Poterba began his association with the NBER in 1978, during his sophomore year at Harvard College. He was hired as a research assistant, working primarily with Martin Feldstein and Lawrence Summers on a range of projects involving capital income taxation. He also assisted NBER Research Associate Victor Zarnowitz in analyzing data collected as part of the American Statistical Association-NBER Survey of Economic Forecasters. Poterba went on to graduate studies at Nuffield College, Oxford, where he received a D.Phil. degree in Economics.

He was appointed an NBER Faculty Research Fellow in the Business Taxation and Finance Program in 1982, and promoted to NBER Research Associate in 1985. In 1989, he was selected to be the Associate Director of what by then had been renamed the Program on Taxation, working with inaugural Program Director David Bradford. In 1991, when Bradford was appointed to the President's Council of Economic Advisers, Poterba took over as Director of the newly renamed Program on Public Economics. He also assumed the editorship of the Tax Policy and the Economy series, a set of annual volumes containing the papers presented at an NBER conference in Washington that brings recent research in public economics to the attention of policymakers.
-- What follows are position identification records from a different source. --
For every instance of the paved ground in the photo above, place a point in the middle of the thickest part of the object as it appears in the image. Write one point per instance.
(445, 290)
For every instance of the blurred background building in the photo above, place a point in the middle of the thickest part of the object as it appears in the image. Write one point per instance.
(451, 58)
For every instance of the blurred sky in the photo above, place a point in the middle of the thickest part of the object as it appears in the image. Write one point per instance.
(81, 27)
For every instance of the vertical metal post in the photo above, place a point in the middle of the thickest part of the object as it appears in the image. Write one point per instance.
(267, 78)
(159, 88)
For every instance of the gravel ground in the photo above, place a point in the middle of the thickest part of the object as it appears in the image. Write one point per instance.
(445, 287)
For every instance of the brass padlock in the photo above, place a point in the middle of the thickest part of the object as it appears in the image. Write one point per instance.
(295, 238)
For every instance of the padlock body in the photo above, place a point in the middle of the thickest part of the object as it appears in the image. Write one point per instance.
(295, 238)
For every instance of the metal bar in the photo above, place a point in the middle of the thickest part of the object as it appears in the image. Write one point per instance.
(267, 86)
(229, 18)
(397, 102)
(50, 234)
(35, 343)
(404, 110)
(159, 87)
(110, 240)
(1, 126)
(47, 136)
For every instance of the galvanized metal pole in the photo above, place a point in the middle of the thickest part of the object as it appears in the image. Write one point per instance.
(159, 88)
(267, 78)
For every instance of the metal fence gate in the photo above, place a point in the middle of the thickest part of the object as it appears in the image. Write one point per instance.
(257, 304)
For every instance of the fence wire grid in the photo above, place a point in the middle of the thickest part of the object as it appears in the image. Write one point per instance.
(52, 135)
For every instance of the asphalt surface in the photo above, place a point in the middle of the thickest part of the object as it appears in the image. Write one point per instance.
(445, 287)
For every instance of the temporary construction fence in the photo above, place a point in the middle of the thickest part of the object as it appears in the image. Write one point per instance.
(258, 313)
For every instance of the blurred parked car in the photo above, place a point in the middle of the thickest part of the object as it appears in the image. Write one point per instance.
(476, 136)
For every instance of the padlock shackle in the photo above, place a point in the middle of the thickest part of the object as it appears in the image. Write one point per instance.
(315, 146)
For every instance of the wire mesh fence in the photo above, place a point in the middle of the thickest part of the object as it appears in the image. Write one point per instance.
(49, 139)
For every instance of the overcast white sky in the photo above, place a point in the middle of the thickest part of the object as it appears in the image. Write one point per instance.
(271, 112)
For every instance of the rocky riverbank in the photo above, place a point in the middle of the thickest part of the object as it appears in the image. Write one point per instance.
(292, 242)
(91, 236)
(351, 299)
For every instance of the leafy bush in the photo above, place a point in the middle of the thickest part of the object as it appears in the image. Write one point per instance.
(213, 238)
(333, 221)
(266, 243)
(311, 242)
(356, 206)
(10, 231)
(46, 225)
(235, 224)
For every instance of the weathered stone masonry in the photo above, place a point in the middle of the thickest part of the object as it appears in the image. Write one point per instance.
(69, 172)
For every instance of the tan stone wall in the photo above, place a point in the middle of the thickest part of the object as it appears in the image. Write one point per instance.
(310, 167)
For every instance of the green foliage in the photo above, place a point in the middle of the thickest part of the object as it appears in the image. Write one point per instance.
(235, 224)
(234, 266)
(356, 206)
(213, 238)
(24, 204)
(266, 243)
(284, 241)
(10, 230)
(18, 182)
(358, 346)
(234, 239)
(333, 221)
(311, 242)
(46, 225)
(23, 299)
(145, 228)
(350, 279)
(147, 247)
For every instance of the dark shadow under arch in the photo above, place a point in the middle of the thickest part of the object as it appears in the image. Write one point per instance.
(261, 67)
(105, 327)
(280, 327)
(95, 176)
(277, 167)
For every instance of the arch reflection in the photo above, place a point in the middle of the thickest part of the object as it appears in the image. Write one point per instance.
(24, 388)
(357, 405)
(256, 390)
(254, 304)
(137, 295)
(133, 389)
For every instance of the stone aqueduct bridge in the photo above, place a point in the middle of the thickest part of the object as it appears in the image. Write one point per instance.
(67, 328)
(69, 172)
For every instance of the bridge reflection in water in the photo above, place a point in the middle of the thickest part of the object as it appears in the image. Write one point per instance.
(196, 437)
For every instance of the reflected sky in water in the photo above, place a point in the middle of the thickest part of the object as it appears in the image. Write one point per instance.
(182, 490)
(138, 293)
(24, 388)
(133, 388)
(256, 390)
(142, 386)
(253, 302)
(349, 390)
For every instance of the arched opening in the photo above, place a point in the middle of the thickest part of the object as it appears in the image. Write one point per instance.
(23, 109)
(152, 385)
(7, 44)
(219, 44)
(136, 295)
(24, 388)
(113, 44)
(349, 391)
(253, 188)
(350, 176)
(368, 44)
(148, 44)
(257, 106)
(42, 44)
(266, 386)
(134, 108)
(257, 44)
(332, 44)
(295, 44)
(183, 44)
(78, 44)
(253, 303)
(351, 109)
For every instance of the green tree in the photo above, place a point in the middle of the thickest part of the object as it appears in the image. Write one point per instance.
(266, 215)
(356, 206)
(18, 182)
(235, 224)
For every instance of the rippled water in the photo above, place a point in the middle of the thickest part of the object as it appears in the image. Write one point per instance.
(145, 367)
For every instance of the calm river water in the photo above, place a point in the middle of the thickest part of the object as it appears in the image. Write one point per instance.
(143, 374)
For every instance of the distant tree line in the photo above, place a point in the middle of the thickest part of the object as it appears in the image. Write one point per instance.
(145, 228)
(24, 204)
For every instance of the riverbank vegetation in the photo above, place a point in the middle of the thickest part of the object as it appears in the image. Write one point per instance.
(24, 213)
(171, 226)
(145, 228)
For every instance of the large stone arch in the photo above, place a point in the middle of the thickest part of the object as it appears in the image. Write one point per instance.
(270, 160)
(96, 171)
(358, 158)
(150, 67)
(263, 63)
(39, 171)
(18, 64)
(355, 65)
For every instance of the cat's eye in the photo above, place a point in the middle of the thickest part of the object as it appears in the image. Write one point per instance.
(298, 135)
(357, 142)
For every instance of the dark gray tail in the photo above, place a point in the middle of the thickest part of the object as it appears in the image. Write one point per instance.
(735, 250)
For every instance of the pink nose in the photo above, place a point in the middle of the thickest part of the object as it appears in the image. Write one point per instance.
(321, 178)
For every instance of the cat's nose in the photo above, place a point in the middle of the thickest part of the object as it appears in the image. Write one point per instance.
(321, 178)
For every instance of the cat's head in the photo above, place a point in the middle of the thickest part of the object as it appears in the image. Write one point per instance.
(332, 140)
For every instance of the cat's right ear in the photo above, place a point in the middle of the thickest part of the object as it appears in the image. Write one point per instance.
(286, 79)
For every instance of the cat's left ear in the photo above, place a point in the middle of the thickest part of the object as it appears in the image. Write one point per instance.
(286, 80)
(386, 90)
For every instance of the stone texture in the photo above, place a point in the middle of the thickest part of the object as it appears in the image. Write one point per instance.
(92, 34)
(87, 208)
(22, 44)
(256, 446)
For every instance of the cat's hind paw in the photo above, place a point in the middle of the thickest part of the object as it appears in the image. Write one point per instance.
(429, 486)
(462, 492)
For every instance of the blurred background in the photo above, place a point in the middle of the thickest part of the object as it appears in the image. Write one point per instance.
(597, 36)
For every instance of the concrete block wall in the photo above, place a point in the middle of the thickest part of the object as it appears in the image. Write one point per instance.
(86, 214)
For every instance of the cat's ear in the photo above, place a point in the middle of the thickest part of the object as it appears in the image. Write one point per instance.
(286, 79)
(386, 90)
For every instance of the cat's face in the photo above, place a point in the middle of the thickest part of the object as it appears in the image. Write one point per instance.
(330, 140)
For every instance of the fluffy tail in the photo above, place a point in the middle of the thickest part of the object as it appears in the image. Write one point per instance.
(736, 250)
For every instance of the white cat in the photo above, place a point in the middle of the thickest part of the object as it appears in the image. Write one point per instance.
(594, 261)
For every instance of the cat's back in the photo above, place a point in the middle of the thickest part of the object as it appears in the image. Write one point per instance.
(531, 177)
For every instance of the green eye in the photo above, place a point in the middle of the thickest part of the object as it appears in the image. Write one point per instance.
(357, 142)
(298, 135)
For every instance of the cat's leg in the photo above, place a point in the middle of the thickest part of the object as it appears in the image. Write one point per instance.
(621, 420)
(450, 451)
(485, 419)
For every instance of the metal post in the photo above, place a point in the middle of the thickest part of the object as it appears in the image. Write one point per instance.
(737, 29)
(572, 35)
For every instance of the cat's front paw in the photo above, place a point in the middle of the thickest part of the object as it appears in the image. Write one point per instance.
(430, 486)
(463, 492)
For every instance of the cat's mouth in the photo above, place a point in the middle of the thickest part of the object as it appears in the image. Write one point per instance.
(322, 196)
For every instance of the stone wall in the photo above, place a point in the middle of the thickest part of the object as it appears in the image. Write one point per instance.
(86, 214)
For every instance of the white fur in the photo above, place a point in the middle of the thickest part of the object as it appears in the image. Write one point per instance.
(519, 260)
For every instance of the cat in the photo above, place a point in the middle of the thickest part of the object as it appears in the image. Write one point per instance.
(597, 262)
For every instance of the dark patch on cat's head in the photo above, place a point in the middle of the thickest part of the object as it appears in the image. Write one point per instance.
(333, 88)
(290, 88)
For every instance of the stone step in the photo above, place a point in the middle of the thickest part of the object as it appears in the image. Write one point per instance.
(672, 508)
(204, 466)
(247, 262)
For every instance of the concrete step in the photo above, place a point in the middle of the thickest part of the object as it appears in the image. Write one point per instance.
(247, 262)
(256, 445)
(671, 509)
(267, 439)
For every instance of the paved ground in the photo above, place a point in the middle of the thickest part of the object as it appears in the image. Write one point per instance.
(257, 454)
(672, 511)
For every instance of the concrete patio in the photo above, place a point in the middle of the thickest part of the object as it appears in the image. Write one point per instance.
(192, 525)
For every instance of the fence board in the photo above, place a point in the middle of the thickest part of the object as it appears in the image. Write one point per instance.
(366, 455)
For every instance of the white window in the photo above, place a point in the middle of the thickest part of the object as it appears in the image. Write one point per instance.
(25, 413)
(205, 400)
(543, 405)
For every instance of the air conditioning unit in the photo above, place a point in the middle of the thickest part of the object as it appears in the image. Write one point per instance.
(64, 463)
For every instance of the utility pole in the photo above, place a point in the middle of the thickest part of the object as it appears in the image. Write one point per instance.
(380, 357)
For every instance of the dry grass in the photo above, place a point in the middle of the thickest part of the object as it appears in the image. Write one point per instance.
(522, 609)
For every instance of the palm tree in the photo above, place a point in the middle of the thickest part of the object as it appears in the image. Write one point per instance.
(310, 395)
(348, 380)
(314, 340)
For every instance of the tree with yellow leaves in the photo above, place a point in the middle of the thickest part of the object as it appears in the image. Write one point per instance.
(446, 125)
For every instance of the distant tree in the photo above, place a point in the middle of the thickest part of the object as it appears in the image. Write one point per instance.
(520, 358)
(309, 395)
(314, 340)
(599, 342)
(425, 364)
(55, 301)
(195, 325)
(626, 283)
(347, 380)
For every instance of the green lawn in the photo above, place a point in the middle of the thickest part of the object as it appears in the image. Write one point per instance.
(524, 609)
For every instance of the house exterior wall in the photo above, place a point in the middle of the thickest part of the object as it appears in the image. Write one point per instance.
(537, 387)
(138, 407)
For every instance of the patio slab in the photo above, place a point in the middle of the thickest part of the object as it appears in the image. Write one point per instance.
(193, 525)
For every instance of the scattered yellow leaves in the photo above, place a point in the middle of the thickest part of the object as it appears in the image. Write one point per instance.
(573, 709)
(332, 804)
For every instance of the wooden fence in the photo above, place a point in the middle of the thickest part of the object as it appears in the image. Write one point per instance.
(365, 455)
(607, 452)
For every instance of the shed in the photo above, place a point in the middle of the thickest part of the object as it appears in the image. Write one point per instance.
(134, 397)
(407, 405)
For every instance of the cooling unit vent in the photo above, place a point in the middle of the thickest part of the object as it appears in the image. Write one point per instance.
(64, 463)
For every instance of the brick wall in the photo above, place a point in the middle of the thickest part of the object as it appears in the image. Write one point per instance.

During his time as Program Director for the Public Economics Program, Poterba has led a number of taxation-related NBER projects on such topics as: the International Comparison of Tax-Based Saving Incentives; Residential Real Estate; the Tax-Exempt Bond Market; Behavioral Responses to Taxation; and the Economic Analysis of Tax Expenditures. His own research has ranged widely across issues involving tax policy, financial markets, and retirement saving. His early work applied rational expectations insights about asset markets to analyzing how house prices and housing construction would be affected by changes in the tax treatment of owner-occupied housing. Throughout his career, he also has been interested in taxation and housing markets. Currently, he and Todd Sinai are studying how...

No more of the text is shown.